Only two things prevented Saga from being our number one comic of the year – firstly, the fact that there was somehow, inexplicably, a comic that managed to be just as good if not possibly even slightly better (of which more tomorrow); but secondly, the fact that James tried out issue #1, but – while admiring the craft – turned his nose up at the setting and concept. It’s true that at first glance, Saga‘s setting could be offputting to many – what, another sci-fi epic? What, another fantasy epic? What, another quirky-mixture-of-sci-fi-and-fantasy epic? – and a part of me expected, going in, to have a similar reaction to James. Fortunately, as it so happens, I’m enjoying Saga immeasurably, as the sort of comic that simply and hugely restores faith in the medium.
Perhaps this is because, despite appearances, the series really isn’t about the quirky-mixture-of-sci-fi-and-fantasy epic at all. Sure, that story is going on in its pages – but it’s largely a backdrop. Instead, in a twist, the “Saga” of the title is in fact the saga of one family and their lives – star-crossed alien lovers Marko and Alana, and their newborn child Hazel. The series’ narration – provided by a grown-up Hazel from an indeterminate point in the future – makes clear that for all the raging war and politics in the background, the heart of the story is this trio’s quest to establish their lives happily and safely. Along the way, a strong supporting cast – comprising robotic princes with televisions for heads, ghosts of murdered children and alien bounty-hunters with curiously intertwined personal histories – play out a story that threatens to take on ominous significance, but which never really overshadows the fact that Saga entrances through the reader’s desire to see this relationship, this family unit, succeed.
Brian K. Vaughan’s pedigree, despite not having had a comics title published since the end of Ex Machina, was already impeccable coming into this – but, and although it’s difficult to make a full judgement after just eight issues published (at the time of writing), it already feels like this might exceed his previous work. Where the sheer quality of character work, plot (complete with BKV-esque shock deaths, one in particular in this run coming surprisingly early even for him) and humour are of his usual standard, where Saga stands out is that, arguably for the first time, he’s created hugely likeable and sympathetic lead characters. Where previously the likes of Yorick or Hundred had depth but not necessarily immediate empathy, both Alana and Marko are, in different ways, made to be rooted for as heroes. Alana in particular, particularly following the flashback sequences in the most recent issue, is the kind of character it’s pretty easy to fall straight in love with.

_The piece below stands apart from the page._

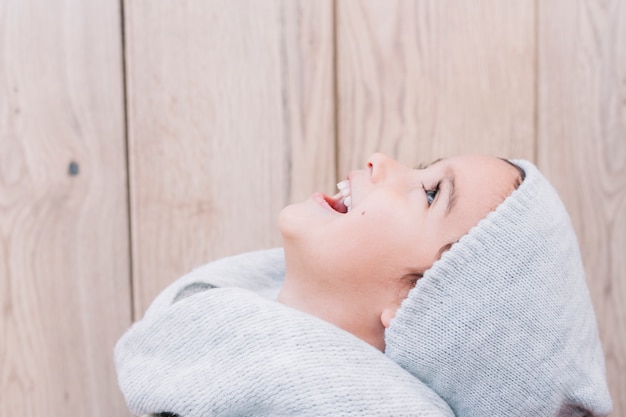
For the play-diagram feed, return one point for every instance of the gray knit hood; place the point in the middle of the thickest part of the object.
(501, 325)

Key to a lot of this is Vaughan’s collaborator Fiona Staples, who elevates the book from a strong, intriguing character piece into a work of genuine comics artistry. Her visuals, from character design to expression to scale, are simply phenomenal – beautiful, characterful, expansive. Little touches such as the in-art lettering of Hazel’s narration, the minimalist cover design and even the chosen paper stock (while guaranteeing, as part of Vaughan’s contract, at least 22 pages of story every issue for never more than $2.99) make Saga a series that, as with some others we’ve discussed in this end of year list, celebrates the comic as an object – and one that it’s a genuine thrill to pick up every month (or to see back on the shelves following the deliberate two-month hiatus it took between its first and second arcs).
Simply put, Saga is a comic that just makes you feel good about comics. It’s rare enough that a series feels this early like it’s going to be one of the unquestionable classics of the field, but that’s exactly what this charming, funny, thrilling, beautiful object has already become. Never mind best of the year – I’ll be amazed if we don’t look back on it as one of the best of the decade.